一、店内で殺人鬼同士が殺し合いをしてはならない。
二、店内で銃器、火器を使用してはならない。
三、店内の一般人は誰が始末しても構わない。但し、血で店内を汚してはならない。

 ここまで徹底しているとは。わたしは驚きに眼を瞠った。余興にしては少しやりすぎではないだろうか。
 ピアスはそれを見て少し落ち着きを取り戻したらしい。スーツへと向けていたナイフを下に降ろした。
「殺るならまずお客が殺人鬼かどうか確認しろ」
 マスターがピアスに諭すようにそう告げた。わたしと水木は真面目な顔で続けられる二人のやり取りにただ呆然とするだけだった。
「分かったよ」
 ピアスは口の端を吊り上げ、笑顔でスーツに向き直った。
「すみませんが、お客様は殺人鬼でいらっしゃいますか?」
 いやに馬鹿丁寧な口調だった。スーツはピアスの笑顔に何か不吉なものを感じたのか、答えずに女の方へと顔を向けた。
「また別の店で飲みなおそう」
 スーツの男が女の手を取った。席を立ちそのまま店の出口へと歩き出す。その背にピアスが声を掛けた。
「ああ、それでもいいぜ。外でだったら気兼ねなく殺れるからな」
 さすがにその言葉をスーツは無視できなかったようだ。ピアスへと向き直り、怒りを爆発させる。

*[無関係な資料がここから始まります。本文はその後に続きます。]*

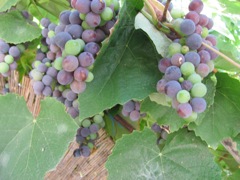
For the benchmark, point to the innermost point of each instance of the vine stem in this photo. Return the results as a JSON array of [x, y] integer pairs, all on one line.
[[222, 55], [165, 10]]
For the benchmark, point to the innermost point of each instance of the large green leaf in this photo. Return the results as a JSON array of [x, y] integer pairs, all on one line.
[[185, 156], [222, 118], [29, 147], [7, 4], [126, 67], [16, 29]]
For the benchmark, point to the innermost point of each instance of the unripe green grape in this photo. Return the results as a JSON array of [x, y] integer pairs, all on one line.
[[86, 123], [174, 48], [58, 63], [72, 47], [187, 68], [4, 67], [204, 32], [185, 49], [90, 77], [107, 14], [183, 96], [98, 119], [198, 90], [51, 34], [8, 59], [194, 78], [177, 13]]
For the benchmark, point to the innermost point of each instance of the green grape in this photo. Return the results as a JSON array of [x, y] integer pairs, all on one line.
[[174, 48], [204, 32], [198, 90], [183, 96], [86, 123], [4, 67], [98, 119], [51, 34], [58, 63], [8, 59], [90, 77], [73, 47], [107, 14], [177, 13], [195, 78], [187, 68]]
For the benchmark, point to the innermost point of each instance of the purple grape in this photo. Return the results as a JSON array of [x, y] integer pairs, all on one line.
[[85, 151], [75, 30], [73, 112], [47, 91], [212, 39], [78, 87], [60, 28], [94, 128], [80, 74], [177, 59], [196, 5], [198, 105], [85, 132], [203, 21], [187, 27], [184, 110], [64, 77], [92, 48], [47, 80], [4, 47], [193, 16], [97, 6], [74, 18], [129, 106], [161, 85], [83, 6], [204, 56], [134, 115], [193, 57], [172, 73], [61, 38], [163, 64], [86, 59], [64, 17], [194, 41], [70, 63], [92, 19], [71, 95], [89, 35], [172, 88], [14, 51], [186, 85]]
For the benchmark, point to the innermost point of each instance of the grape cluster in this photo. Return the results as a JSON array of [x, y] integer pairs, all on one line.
[[87, 134], [131, 109], [64, 62], [9, 55], [188, 63], [161, 133]]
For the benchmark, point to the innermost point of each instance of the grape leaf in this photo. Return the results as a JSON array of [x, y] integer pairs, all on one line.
[[7, 4], [125, 69], [29, 147], [141, 159], [141, 22], [222, 118], [21, 29]]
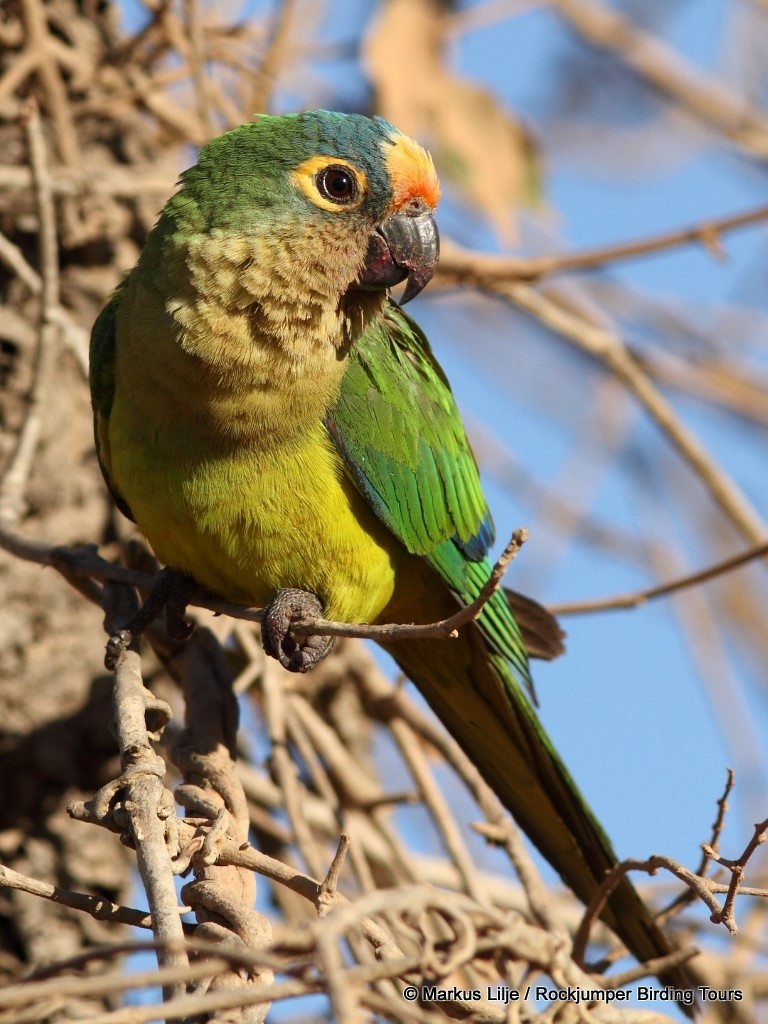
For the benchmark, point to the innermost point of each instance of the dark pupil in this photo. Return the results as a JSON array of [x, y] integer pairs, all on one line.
[[339, 184]]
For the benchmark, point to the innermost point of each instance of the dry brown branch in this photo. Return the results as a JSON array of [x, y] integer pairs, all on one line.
[[137, 803], [446, 628], [274, 55], [663, 590], [123, 111], [736, 867], [463, 263], [688, 895], [607, 348], [96, 906], [702, 887], [17, 472]]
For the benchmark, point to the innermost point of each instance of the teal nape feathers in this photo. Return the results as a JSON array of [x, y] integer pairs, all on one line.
[[271, 420]]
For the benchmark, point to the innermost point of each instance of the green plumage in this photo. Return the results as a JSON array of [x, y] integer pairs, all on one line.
[[271, 420]]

「いい加減にしろ。これ以上絡むようなら警察を呼ぶぞ」
 スーツがそう言った瞬間、わたしの目の前にありえない出来事が起こった。
 ピアスが手に持ったナイフを、軽く振る。本当に軽く振ったように見えたナイフだが、その結果、スーツの頭が滑らかな断面を見せて首から落ちた。まるで初めから首と胴が繋がっていなかったとでもいうように。力を失ったスーツの体は女を道連れにして床に倒れる。
 わたしと水木は目の前の光景に声も出なかったが、女は倒れた衝撃で酔いが覚めたようだ。悲鳴を上げ、死体から這うようにして離れる。だが彼女が向かったのは扉とは反対の方向だった。慌てていたのかもしれない。

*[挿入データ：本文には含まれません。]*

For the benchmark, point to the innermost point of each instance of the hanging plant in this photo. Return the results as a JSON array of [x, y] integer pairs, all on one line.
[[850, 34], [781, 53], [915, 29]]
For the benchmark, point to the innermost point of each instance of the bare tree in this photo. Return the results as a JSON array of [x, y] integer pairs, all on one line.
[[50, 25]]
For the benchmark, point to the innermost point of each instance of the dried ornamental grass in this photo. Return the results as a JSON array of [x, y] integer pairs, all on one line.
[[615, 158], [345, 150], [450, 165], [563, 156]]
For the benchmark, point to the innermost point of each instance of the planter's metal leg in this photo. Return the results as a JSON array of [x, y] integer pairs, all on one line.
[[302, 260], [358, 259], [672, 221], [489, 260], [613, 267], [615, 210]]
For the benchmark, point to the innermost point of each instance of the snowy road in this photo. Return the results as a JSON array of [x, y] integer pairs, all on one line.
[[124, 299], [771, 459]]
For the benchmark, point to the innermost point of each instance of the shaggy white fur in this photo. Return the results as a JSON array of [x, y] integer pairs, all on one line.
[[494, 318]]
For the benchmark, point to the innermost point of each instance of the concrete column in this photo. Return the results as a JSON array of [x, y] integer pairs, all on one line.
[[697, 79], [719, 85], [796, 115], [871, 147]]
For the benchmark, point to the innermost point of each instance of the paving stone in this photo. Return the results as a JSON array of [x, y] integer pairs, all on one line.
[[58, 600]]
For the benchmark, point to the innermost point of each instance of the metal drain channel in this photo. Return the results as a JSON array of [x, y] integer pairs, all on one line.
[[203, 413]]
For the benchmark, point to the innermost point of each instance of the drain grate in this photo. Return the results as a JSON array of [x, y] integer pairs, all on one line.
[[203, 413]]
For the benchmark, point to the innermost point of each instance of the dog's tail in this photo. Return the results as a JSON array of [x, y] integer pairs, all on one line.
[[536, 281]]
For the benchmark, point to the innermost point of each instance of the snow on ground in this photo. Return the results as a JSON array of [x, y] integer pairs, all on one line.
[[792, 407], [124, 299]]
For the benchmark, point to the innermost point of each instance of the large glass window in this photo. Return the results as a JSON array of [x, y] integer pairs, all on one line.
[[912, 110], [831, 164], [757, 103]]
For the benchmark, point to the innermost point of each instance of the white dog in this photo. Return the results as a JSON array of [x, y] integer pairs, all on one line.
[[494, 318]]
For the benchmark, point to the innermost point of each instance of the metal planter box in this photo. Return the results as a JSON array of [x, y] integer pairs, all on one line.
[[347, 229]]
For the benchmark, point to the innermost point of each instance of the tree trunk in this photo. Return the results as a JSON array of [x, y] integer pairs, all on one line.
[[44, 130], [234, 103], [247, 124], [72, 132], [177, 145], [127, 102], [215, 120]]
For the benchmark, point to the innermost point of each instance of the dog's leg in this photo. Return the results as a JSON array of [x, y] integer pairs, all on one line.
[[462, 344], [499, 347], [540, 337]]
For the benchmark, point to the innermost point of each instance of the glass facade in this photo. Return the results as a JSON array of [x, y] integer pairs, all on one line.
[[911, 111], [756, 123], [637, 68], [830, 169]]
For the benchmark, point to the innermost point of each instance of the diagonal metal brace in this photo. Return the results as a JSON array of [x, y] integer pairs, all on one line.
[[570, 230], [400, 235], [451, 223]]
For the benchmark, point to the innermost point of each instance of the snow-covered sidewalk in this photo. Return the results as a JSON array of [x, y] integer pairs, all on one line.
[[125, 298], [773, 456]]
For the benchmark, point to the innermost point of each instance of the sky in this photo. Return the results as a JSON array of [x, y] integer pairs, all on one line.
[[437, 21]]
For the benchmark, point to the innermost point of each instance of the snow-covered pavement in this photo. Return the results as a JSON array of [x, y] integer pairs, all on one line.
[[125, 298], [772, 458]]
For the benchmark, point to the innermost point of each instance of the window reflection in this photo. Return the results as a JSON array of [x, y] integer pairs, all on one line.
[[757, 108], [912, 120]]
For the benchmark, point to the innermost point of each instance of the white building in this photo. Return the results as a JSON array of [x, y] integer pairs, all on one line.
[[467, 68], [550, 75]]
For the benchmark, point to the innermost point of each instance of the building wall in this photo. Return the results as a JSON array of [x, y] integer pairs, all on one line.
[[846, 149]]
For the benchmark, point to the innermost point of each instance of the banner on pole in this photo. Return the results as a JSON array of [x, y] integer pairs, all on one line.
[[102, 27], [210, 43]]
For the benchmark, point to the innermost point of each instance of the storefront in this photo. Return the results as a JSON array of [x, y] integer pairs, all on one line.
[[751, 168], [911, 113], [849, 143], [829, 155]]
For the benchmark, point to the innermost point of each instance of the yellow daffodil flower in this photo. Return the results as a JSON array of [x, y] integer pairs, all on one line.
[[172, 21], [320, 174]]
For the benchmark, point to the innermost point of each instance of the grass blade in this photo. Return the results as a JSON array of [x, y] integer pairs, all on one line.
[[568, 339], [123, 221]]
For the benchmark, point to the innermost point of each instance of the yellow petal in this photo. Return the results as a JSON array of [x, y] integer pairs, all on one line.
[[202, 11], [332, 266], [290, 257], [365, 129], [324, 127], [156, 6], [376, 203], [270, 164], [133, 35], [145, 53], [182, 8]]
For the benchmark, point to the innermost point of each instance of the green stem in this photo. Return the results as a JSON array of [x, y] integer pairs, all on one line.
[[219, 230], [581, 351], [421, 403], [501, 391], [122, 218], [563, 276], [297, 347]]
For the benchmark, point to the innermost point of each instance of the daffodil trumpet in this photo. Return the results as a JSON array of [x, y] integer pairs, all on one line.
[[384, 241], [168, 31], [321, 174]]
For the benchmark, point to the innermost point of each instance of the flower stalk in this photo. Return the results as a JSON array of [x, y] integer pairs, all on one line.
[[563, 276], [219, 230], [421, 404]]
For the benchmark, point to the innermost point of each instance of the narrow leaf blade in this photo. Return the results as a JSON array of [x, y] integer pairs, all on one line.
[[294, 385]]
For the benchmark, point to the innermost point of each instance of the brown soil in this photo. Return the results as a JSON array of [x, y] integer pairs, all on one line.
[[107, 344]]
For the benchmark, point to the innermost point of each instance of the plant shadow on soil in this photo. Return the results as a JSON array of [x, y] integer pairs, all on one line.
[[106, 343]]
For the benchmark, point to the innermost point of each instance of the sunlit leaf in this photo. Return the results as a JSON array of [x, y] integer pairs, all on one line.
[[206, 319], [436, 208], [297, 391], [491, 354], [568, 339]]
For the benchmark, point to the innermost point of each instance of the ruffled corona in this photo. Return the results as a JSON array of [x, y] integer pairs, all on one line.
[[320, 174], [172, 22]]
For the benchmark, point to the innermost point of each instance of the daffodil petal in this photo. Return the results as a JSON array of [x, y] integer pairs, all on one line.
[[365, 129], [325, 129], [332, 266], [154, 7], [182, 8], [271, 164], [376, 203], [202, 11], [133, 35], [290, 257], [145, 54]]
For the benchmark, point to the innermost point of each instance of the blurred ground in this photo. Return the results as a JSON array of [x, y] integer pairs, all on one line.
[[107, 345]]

 ピアスがゆっくりと女を追い詰めるように歩き出した。彼女の顔はこれから殺される恐怖に歪んでいる。何かを求めるように彷徨わせた視線が、わたしたちを捉えて止まった。
「助けてっ!」
 女が叫んだ。わたしたちへと助けを求めたのだ。
 これほどの騒ぎになっているにも関わらず、奥のテーブルからは誰もやって来なかった。たしかに客が何人かいるはずなのに。こんな騒ぎはここでは日常茶飯事なのだろうか。
 女の声を聞いて、ピアスはわたしたちの存在を思い出したらしい。笑顔でこちらを振り向くとこう言った。
「おっさんたちも殺るかい?」
 どうやら彼はまだわたしたちのことを同じ殺人鬼だと思っているらしい。わたしは何か答えなければと思いつつも声が出なかった。女がこの隙に逃げ出そうと、そっと扉へと這い始める。だがそれは叶わなかった。

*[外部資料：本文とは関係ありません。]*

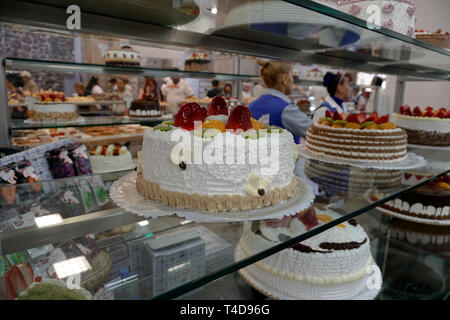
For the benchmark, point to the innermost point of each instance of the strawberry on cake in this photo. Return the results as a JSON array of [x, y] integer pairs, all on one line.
[[218, 165], [357, 137], [429, 127]]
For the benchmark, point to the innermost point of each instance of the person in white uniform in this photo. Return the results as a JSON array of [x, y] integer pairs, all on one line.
[[339, 91], [175, 90]]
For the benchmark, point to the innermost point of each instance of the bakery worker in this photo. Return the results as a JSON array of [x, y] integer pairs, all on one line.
[[29, 84], [274, 107], [175, 91], [339, 91]]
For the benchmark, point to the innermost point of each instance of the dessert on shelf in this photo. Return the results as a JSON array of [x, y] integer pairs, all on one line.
[[396, 15], [51, 106], [110, 158], [204, 172], [86, 99], [314, 75], [430, 201], [141, 108], [334, 264], [429, 127], [437, 38], [357, 137], [340, 179], [431, 238], [125, 56], [198, 61], [50, 289]]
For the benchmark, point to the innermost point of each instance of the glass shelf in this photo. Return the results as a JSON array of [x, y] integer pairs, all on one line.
[[77, 223], [18, 124], [313, 34], [17, 64]]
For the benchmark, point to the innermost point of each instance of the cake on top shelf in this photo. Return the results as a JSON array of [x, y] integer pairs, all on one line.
[[124, 56], [217, 165], [52, 106], [334, 264], [198, 61], [424, 127], [396, 15], [357, 137], [438, 38], [144, 108]]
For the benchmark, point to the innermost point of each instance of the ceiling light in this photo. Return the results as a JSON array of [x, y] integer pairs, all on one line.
[[70, 267], [48, 220]]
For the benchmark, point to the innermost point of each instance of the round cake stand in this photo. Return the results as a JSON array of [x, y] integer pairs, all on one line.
[[412, 161], [366, 294], [123, 192], [436, 148], [391, 213]]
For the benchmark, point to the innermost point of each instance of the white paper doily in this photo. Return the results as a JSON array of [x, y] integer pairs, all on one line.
[[366, 294], [419, 146], [412, 161], [123, 192], [75, 121], [434, 222]]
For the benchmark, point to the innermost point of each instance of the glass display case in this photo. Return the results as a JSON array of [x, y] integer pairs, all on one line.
[[70, 231]]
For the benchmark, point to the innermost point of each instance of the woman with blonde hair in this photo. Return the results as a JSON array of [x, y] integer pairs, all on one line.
[[274, 107]]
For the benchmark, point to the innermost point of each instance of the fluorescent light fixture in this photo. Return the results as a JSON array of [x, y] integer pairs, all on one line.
[[178, 266], [48, 220], [72, 266]]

 女の頭をピアスが後ろから掴んでいた。わたしたちに殺すところを見せびらかすつもりなのか女の首を仰け反らせる。その首筋に今度はゆっくりとナイフを当てた。
「殺人鬼以外の人間が店にいるのはおかしいよな」
 独りごとのようにピアスはそう言うと、わたしたちの方を見ながらナイフを滑らせた。彼はわたしたちが殺人鬼ではないことに気付いたのだろうか。
 女の喉が掻っ切られた。皮一枚残して大口を開けたように喉が開く。そこから噴水のように血が噴き出し、わたしたちのいるカウンターにまで飛び散った。
 その時、ピアスの後ろに大きな影が見えた。
「また、やってくれたな」
 いつの間に移動したのか、マスターがピアスの後ろに立っていた。マスターは、ピアスのナイフを持った腕を掴み、捻り上げた。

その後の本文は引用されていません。